About The Role
Cerebras Systems is a pioneer in large-scale AI Supercomputers. These multi-exaflop supercomputers are deployed in some of the biggest datacenters. These supercomputers are built using our Wafer-Scale Cluster technology - a cluster of several Wafer Scale Engine (WSE) chips. The Cluster engineering team is responsible for delivering software that are all-things related to cluster.
Responsibilities
- Automate bare-metal configuration of networking, OS, and application software in large clusters of Cerebras WSE, servers, and switches.
- Additional push button workflows for cluster upgrades, downgrades, and security patching with key metrics to minimize downtime on clusters.

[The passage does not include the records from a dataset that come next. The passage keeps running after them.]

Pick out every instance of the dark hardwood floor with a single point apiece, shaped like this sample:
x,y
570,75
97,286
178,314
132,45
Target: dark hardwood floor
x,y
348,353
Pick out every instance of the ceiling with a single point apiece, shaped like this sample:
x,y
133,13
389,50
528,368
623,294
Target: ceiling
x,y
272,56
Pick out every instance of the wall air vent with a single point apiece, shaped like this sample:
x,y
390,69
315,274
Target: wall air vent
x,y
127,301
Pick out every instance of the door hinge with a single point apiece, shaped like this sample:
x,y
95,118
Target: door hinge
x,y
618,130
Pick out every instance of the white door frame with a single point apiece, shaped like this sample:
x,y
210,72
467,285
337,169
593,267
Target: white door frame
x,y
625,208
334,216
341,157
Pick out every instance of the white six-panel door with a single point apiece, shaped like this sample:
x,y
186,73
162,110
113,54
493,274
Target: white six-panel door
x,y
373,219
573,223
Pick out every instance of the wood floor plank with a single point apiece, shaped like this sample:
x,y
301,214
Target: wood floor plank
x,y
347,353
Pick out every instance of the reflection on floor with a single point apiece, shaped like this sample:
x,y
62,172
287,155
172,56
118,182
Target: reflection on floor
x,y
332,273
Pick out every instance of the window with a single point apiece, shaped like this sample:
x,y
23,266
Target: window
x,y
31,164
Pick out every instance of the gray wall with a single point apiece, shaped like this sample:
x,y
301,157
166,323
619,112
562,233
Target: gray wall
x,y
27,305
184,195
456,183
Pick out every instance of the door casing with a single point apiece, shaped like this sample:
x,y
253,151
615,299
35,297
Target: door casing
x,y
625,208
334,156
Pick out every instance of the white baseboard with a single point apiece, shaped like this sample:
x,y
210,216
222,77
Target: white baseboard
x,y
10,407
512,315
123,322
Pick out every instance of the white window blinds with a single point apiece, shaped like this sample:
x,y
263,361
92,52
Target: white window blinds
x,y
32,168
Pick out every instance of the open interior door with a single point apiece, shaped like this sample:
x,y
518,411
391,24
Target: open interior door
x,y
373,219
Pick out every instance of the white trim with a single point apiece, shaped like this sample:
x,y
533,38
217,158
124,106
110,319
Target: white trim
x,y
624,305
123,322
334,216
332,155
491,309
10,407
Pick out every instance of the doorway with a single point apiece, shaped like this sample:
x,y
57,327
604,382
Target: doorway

- An orchestration and scheduler system for resource allocation, job submission C placements for a multi-user environment on a cluster.
- Seamless support for both on-premise and cloud mode deployment and operations.
- A robust system for monitoring, detecting and handling failures for a variety of resources on the clusters (including High Availability of clusters).
- Broad cluster and job monitoring and visualization capabilities, along with alerting systems.
- User facing tools to monitor the status of jobs and collect metrics.
- Administrator facing tools to manage and operate large clusters.
Skills & Qualifications
- Strong track record of software architecture, system design and development.
- Strong track record of development in distributed cluster.
- Strong understanding of Kubernetes (K8s) software ecosystem, Prometheus and Grafana.
- Strong development skills in GoLang, Python, bash.
- Strong debugging skills with distributed systems.
- Strong skill to develop tests for the new features and regress old features.